Thursday, 21 April 2011

The Barnet Press: why we must support their strike

In this borough, we have three local papers. One of them, the Ham & High, is more focused on the Camden borders but is a good read, literate, culturally savvy, and brave: not afraid to tackle the MetPro scandal, as we saw.

Of the two other local publications, the Times Group is perhaps the most widely distributed through the borough, and is a mainstay of local reporting. Recently it has become more challenging of the antics of our local authority, and is all the better for it, doing what a local paper should do.

Last, but not least, is the Barnet Press, concentrating on the northern sector of the borough, and unusual in being a privately owned, independent paper. Mrs Angry used to save the Barnet Press specifically for firelighting, in the bad old days, when Brian Coleman used to have a regular column in it, enlightening the grateful readership with his wisdom and benevolent views, and descriptions of his Pooterish attempts to network with the er, what is the phrase he loves - the 'great and the good'. Happily, those days are safely in the past, and the Press is now magnificently scathing in its denouncement of not only Mr Toad himself, but more importantly the generally outrageous behaviour of our current Tory council, notably with stories such as Allowancegate and the MetPro scandal.

Which is how a local paper should be - independent, challenging, campaigning, investigative. God knows this is what we need in Barnet - with a lunatic Tory council like ours, which tries to control all dissent and all criticism, even within its own party, the range and vigour of the local press is an essential safeguard of democracy, isn't it?

You might be wondering why a blogger would worry about the future of traditional reporting in an era of social media, citizen journalism, the netroots movement and all that stuff. But I do worry, and I do care very much, because I don't see any conflict between the two different approaches.

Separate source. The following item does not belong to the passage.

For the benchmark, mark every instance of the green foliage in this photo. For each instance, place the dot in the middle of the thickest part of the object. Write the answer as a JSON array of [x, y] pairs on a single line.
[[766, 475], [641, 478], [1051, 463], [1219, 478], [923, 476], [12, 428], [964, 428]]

Journalism is evolving, as everything does, but it isn't extinct: the need to report news professionally will always exist, in whatever format, whether globally, nationally, or locally.

On a local basis, the relationship between bloggers and the local press should be symbiotic, mutually beneficial - or in other words, as happpens in Barnet - they nick our stories and we nick theirs. The local press has its ways, and we have ours, but they are not in competition and in fact the different approaches complement each other. As a result, the hapless residents of Barnet are better informed about their the political life of their borough than any other borough in London, and perhaps the country as a whole.

The Tories who run this council would love it if the Barnet Press faded away, I am sure: its main distribution points coincide with the area in the borough where some of the most awful of our many awful councillors reside and have their wards: all the more reason to maintain a healthy, combative local paper in those parts, therefore.

At the moment, NUJ members working on the Barnet Press are engaged in a two week strike. This is not over paylevels, but on a point of principle, and that principle is the future of local journalism. The owners of their papers have reduced the staffing to the point where only three reporters must produce a total of nine publications. This enormous workload means that many issues and stories that should be covered are going unreported, and there is a struggle to maintain a proper standard of professional coverage. This represents the slow death of a local newpaper, and that is something we should all be very concerned about.

Do you want your local newspaper to be reduced to a couple of stories about bring and buy sales in the church hall, wrapped round a weighty advertising supplement, or do you want a challenging, lively, opinionated paper which reports on matters of public interest to your local community? Time then, to show your support for the freedom of the press, and the future of local journalism: visit their website and read how:


baarnett said...

No wonder I received an email from the Press a while ago, offering cut-price adverts for two weeks.

I hadn't realized the reason before.

Mrs Angry said...

Interesting, baarnett. I understand there is a publication this week produced by scab labour, which I hope everyone will use, as I will, to line the inside of their cat's litter tray.